Duplication on the Twitter rails
There are many people in Britain who think that rail privatisation has been costly and has ended up with pointless duplication. Not everyone will believe that but take a glance at Twitter to see a prime example.
As I type there’s significant disruption on the railways due to flooding in the north of England. As I type, the east and west coast mainlines are both shut, and the evening sleeper trains apparently cancelled. There’s no replacement transport in most cases as road conditions are too bad for the coaches to run. East Coast, Virgin Trains, Transpennine Express, Scotrail and Northern Rail are all affected.
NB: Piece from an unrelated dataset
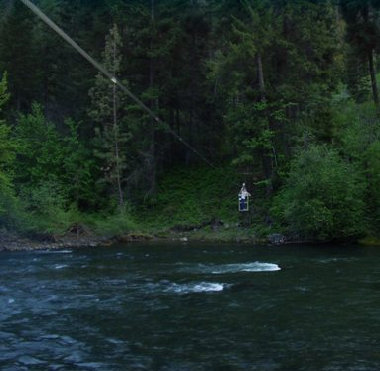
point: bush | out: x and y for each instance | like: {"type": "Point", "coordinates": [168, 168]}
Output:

With all that, some people are heading to Twitter to get information. So important is this method of communication that BBC News even did a report on it.
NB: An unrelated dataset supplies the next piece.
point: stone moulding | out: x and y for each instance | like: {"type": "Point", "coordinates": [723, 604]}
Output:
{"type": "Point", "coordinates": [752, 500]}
- One works during the day (@virgintrains), the other is 24/7 (@NRE_Virgin).
- One is run directly by Virgin Trains (that’ll be @virgintrains) and the other is run by National Rail Enquiries (@NRE_Virgin) who are, of course, the official central body handing rail enquiries in the UK
- One has 19,370 followers (@virgintrains), the other has a mere 3,975 (@NRE_Virgin).
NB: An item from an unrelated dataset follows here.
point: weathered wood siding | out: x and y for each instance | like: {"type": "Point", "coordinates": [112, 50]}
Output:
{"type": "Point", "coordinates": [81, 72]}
To show I’m not picking on Virgin here, it’s a similar case with most UK train companies. There’s @scotrail and @nre_scotrail. There’s @northernrailorg and @nre_northern. And there’s @sw_trains and @nre_swt. And probably countless more examples. It’s not universal – East Coast doesn’t have their own Twitter feed for example – but many other companies do.
Of course looking at the above you’ll probably spot a flaw. The Twitter account that most people are likely to follow will be the company-owned one, not the National Rail Enquires one. Yet it’s not the company-owned that has the 24/7 service and will be the most useful for many people.
So here’s an idea. It’s radical I am sure you’ll agree. Why not combine them?
Well probably because in the mess that is our privatised rail system, that would be all far, far too simple.